In the Postmarket world there is more emphasis on surveillance and vigilance. This info will also be publicly available, and companies are required to trend and report periodically by using Periodic Safety Update Reports (PSUR) that must be kept updated.

There’s a lot of changes to the clinical data requirements too. Companies must evaluate their CERs and make sure they are “state of the art’ and align with the MEDDEV 2.7/1 Rev 4. The MDR is making it harder to use literature and equivalence to prove safety and more focus on powered clinical studies (especially for high risk devices). Companies will also have to have a Post Market Clinical Follow-Up Plan for all devices.

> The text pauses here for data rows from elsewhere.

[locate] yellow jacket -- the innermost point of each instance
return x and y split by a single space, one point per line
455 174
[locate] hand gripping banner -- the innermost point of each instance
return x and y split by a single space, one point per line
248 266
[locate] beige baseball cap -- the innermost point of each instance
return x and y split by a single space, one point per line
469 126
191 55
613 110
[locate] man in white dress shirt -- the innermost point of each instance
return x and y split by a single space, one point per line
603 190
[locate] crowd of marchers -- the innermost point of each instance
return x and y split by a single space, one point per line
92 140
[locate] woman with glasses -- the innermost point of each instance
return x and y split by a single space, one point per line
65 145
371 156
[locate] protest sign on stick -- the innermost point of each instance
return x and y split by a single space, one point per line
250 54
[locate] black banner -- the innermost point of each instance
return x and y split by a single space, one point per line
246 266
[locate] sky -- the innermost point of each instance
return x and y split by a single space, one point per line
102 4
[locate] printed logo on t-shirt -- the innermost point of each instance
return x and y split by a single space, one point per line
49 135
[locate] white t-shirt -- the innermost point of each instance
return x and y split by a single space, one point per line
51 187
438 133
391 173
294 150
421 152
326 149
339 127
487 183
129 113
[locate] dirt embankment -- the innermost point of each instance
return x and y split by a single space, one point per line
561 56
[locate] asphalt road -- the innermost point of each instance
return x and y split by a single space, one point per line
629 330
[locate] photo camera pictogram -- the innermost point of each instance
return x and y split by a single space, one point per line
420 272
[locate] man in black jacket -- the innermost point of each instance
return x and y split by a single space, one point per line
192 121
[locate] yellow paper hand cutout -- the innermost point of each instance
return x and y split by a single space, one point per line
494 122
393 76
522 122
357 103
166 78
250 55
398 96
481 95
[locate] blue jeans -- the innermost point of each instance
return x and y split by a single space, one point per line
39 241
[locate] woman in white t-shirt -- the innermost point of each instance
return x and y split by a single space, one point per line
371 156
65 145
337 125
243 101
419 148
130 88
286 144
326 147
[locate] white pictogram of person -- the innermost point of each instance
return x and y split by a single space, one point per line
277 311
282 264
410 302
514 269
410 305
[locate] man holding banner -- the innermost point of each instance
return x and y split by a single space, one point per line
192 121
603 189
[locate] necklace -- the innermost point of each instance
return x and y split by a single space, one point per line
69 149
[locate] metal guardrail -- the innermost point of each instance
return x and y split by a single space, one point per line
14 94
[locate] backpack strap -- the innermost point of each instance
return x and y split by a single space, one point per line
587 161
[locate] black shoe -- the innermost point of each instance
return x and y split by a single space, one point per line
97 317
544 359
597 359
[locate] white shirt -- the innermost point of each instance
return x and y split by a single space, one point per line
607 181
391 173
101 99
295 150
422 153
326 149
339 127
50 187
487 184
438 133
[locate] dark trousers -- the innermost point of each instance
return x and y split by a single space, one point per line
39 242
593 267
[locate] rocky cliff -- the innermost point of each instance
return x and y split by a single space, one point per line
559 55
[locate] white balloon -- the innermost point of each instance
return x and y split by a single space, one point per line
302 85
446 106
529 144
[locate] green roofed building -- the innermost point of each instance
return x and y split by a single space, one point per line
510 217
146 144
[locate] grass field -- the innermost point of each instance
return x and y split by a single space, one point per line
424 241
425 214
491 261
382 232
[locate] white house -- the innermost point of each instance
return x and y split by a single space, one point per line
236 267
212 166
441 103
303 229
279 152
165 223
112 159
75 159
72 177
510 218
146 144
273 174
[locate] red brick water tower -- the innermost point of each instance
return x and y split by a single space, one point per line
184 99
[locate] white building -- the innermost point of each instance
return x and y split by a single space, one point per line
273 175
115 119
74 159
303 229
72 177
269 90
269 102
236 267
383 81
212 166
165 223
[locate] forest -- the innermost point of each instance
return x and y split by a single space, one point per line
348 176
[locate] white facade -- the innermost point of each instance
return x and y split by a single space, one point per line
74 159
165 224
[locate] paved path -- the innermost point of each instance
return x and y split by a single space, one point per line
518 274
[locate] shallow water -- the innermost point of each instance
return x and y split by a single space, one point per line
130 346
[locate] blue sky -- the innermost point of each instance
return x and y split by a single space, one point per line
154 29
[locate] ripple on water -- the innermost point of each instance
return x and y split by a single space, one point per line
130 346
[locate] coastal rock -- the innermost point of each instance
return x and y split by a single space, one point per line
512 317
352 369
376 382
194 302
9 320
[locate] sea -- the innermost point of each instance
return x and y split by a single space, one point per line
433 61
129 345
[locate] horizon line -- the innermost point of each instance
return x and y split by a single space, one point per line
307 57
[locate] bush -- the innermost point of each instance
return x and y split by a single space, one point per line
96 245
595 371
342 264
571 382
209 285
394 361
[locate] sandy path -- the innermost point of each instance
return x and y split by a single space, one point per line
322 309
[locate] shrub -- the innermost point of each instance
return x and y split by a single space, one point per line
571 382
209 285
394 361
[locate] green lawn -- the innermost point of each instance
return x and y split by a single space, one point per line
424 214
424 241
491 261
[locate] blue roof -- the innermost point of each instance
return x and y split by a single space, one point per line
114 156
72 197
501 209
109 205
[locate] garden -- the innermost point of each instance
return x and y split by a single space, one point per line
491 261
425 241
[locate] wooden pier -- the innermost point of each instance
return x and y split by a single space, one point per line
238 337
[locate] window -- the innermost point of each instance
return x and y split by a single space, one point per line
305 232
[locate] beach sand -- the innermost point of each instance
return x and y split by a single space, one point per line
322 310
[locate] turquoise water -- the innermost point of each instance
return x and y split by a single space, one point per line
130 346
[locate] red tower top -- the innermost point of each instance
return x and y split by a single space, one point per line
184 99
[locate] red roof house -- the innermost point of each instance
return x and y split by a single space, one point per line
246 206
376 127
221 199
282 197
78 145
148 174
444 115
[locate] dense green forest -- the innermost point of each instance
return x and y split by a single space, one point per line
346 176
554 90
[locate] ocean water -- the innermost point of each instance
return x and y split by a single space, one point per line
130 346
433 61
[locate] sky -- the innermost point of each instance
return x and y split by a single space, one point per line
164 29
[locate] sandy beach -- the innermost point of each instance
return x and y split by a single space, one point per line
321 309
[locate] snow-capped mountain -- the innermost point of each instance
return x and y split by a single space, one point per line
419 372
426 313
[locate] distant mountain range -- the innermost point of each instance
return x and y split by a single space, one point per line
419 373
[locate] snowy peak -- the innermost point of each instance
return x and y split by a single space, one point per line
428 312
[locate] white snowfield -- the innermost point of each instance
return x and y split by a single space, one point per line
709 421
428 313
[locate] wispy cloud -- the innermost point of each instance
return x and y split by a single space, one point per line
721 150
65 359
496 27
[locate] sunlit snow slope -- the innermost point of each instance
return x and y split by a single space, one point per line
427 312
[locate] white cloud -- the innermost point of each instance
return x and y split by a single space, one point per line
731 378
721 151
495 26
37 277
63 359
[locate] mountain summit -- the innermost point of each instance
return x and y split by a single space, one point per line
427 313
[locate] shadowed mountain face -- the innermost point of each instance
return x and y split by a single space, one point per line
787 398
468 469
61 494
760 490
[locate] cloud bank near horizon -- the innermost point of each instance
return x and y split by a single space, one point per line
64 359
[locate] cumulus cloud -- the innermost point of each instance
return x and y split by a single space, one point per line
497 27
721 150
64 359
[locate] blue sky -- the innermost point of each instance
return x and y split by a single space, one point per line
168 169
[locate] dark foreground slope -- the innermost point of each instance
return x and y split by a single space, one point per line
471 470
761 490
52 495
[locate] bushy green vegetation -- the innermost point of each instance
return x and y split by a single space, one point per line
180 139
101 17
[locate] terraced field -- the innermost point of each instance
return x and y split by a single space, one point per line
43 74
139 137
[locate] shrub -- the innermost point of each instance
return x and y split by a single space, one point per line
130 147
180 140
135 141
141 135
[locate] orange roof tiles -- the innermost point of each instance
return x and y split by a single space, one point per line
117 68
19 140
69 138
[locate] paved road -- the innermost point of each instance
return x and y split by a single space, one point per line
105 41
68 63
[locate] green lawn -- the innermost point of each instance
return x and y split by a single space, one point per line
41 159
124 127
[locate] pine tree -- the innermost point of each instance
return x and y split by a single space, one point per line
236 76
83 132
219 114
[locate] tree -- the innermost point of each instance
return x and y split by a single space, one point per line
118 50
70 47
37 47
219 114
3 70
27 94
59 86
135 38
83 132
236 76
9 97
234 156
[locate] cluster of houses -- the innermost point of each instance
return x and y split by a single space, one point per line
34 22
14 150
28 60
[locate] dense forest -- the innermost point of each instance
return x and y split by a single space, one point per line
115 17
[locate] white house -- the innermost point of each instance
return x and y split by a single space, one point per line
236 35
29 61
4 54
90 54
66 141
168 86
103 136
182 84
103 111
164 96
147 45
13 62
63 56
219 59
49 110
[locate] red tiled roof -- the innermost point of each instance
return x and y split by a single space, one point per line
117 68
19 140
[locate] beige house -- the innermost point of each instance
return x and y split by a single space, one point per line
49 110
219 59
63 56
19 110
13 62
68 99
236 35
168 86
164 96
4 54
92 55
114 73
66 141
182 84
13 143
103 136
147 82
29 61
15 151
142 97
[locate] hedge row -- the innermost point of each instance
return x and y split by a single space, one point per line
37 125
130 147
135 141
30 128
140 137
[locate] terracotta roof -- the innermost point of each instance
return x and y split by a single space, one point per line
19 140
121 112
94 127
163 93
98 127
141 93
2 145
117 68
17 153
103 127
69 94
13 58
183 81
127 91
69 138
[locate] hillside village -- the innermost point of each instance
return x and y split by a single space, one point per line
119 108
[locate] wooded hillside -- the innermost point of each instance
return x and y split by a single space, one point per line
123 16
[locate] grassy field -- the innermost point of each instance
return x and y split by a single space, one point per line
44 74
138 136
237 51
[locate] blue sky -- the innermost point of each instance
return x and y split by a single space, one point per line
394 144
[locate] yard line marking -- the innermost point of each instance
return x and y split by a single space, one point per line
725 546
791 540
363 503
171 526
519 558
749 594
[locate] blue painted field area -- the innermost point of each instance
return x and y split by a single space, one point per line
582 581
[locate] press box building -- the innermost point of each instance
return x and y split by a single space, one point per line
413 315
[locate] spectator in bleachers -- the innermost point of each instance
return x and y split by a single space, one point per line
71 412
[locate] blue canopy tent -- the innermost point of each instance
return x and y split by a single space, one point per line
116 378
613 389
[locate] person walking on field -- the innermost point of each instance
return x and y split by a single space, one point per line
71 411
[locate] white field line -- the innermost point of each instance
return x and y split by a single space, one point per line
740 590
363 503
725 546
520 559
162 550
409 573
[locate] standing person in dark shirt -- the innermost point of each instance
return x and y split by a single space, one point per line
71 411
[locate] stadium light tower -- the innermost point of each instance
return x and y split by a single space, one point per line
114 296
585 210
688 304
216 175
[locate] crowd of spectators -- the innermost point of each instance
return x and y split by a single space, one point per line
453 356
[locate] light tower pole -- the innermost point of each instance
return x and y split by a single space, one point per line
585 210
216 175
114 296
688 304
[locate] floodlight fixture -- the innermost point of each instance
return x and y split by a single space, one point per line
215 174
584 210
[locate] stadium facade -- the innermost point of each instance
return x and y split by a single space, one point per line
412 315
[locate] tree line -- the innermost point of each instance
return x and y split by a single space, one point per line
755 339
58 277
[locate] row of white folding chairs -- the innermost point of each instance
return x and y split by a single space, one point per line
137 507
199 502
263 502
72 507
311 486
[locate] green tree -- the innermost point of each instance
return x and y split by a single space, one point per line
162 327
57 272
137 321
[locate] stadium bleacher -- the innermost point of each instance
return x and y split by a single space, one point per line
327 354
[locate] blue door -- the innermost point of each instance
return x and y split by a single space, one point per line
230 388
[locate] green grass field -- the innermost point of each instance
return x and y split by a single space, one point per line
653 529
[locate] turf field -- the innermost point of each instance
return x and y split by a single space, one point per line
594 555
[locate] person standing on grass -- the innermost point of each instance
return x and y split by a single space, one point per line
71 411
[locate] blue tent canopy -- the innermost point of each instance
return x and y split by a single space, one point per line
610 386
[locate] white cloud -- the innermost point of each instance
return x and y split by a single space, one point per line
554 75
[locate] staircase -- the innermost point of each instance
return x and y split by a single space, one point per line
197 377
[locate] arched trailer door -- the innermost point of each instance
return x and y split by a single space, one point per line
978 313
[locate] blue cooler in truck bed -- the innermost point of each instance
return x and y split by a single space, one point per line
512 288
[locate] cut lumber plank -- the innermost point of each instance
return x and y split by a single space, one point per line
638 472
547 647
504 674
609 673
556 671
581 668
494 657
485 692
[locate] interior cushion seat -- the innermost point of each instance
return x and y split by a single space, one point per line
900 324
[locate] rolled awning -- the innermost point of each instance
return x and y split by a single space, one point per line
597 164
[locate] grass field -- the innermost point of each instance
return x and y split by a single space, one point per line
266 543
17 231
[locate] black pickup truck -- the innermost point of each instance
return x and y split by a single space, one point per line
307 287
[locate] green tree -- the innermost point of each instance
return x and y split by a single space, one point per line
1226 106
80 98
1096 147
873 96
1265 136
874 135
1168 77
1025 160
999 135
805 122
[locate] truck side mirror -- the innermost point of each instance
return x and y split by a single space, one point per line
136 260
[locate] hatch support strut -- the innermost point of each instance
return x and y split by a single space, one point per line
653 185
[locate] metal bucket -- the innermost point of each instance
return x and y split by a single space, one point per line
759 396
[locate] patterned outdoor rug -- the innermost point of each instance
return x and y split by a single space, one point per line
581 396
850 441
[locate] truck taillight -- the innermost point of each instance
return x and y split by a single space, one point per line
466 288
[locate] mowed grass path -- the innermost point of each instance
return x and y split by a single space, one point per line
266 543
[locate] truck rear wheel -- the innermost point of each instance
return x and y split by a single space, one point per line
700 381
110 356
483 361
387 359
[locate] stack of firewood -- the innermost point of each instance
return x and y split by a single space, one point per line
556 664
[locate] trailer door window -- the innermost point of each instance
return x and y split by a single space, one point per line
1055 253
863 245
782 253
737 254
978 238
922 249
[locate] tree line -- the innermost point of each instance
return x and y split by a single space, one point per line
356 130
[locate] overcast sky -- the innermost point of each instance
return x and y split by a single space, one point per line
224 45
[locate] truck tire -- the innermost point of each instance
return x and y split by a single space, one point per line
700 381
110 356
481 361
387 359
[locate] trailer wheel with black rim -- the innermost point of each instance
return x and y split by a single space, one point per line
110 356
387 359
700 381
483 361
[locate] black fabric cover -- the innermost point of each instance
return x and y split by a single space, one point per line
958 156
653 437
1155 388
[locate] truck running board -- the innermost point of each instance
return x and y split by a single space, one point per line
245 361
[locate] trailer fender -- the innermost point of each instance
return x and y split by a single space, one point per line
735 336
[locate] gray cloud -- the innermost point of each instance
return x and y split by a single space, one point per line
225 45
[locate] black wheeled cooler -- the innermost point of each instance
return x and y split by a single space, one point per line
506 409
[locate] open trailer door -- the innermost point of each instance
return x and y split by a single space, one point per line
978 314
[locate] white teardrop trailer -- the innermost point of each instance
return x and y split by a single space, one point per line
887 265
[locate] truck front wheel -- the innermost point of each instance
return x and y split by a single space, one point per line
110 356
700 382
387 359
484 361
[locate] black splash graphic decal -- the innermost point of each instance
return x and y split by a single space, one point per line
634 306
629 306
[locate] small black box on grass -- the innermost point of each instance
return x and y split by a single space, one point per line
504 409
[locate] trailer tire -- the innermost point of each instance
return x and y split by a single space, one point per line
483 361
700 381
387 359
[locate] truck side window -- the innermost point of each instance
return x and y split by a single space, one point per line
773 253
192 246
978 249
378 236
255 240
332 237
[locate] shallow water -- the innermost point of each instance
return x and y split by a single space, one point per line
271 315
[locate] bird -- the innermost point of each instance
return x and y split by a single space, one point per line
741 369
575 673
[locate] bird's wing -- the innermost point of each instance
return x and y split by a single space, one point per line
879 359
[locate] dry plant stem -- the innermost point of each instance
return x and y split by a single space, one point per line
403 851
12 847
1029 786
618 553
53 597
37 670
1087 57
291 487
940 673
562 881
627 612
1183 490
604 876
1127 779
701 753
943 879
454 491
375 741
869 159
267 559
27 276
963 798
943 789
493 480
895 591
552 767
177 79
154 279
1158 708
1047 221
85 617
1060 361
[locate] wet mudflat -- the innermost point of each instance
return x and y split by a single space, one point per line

These are just the tip of the iceberg. So companies need to begin to evaluate and prioritize their portfolio and make sure they are staffed with enough qualified people to handle all of these changes."

What do you believe the next big challenge will be for Medical Device companies in years to come?

"I think keeping up with technology will be the biggest challenge. We all know that it feels like every day there’s a new computer or blue screen that will do it smarter and faster than the product we had yesterday. I think that regulators need to begin thinking about how the speed of innovation will impact getting a device to market and how regulations need to evolve so that technology can help save and protect lives."

Clearly, there are a lot of changes to the medical device world right now. Whether it’s looking at regulatory transitions, or simply looking at the incredible technological developments which underpin the industry as a whole. Being able to translate technical points in ways which are understood by everyone is paramount for patients to continue to embrace the developments happening within this ever-changing landscape. This is also the case when regulatory teams are looking to develop their understanding of new legislation which will shape the industry for years to come.

The deadline for EU MDR is fast approaching, and now is the time to take proactive steps to ensure that devices which would improve the lives of patients are not left behind.